The Salvadoran Campaign of 1832 or the Salvadoran Rebellion of 1832 was a military conflict in El Salvador in 1832.

== Background ==
In 1824, the Federal Republic of Central America had been formed, which was a loose federation of 5 Republics : Guatemala, Honduras, El Salvador, Nicaragua and Costa Rica. A Civil War (1826–1829) had brought the Liberal General Francisco Morazán to power.

==Conflict==
In 1832, public order was disturbed, as revolutionary unrest broke out, almost at the same time, in three places in the Republic of El Salvador, on the coasts of Northern Honduras and in Soconusco. This had been planned by Conservatives who had been defeated in the First Central American Civil War in Guatemala in 1829, supported by Archbishop of Guatemala Fray Ramón Casaus y Torres, who was exiled in Havana.

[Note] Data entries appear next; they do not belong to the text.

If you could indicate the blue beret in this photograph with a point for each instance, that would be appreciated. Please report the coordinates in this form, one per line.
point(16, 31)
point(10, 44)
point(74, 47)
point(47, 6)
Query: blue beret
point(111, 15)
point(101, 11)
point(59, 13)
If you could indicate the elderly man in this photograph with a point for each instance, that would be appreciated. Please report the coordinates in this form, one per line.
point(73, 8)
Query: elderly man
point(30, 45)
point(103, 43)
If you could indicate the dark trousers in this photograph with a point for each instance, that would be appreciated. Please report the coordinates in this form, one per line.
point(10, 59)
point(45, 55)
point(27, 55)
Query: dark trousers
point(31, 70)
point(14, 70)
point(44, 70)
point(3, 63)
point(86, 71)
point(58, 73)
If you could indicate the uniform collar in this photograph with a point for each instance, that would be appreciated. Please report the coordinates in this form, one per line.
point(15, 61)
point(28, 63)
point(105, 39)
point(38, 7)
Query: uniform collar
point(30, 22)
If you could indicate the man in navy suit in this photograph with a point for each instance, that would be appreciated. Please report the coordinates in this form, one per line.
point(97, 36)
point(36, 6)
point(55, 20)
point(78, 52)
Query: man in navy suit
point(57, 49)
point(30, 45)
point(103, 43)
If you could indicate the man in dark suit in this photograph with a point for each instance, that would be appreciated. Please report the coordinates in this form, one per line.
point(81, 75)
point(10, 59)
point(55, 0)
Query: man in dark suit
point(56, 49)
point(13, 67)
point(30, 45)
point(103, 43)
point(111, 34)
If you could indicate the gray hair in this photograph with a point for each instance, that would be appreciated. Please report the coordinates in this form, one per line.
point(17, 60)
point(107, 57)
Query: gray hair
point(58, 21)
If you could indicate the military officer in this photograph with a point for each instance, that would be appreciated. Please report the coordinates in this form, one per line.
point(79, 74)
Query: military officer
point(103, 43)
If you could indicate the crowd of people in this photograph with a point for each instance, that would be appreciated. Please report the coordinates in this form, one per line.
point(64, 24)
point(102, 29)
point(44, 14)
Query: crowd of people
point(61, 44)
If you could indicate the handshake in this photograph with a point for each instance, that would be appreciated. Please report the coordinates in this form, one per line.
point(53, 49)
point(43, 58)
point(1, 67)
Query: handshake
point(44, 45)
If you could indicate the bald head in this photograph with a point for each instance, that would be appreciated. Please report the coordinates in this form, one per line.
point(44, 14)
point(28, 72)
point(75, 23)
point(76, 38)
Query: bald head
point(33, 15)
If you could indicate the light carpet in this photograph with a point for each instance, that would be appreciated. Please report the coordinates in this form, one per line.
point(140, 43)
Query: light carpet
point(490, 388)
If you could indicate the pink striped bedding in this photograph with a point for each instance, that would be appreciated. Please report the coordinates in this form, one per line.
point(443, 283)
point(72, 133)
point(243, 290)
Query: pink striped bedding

When President Morazán learned that the Head of El Salvador, Jose Maria Cornejo, had contacts with exiled Conservatives, and conspired to change the order of things established by triumph of the liberal party in 1829, he moved to Santa Ana, in January 1832, where he received, from the rebel leader, a strict order to leave that territory.

In view of this hostile actions, the Federal Congress authorized the President to reduce by arms Head of State Cornejo, who was already threatening to separate El Salvador from the Federal Pact. General Morazán, with enough troops, and aided effectively by the governments of Guatemala and Nicaragua, chaired by Mariano Gálvez and Dionisio Herrera respectively, marched to El Salvador, defeated Cornejo on the following March 14 in the plains of Jocoro, and forced him to take refuge in the capital of the State, which he decided to defend at all costs.

The federals attacked the city, by Milingo, Soyapango and Agua Caliente, and after two hours of close fighting, in the streets of the town, they took over the city on March 28, 1832. Cornejo and his main chiefs and officers were imprisoned in Guatemala, and he was replaced as Head of State of El Salvador by Mariano Prado.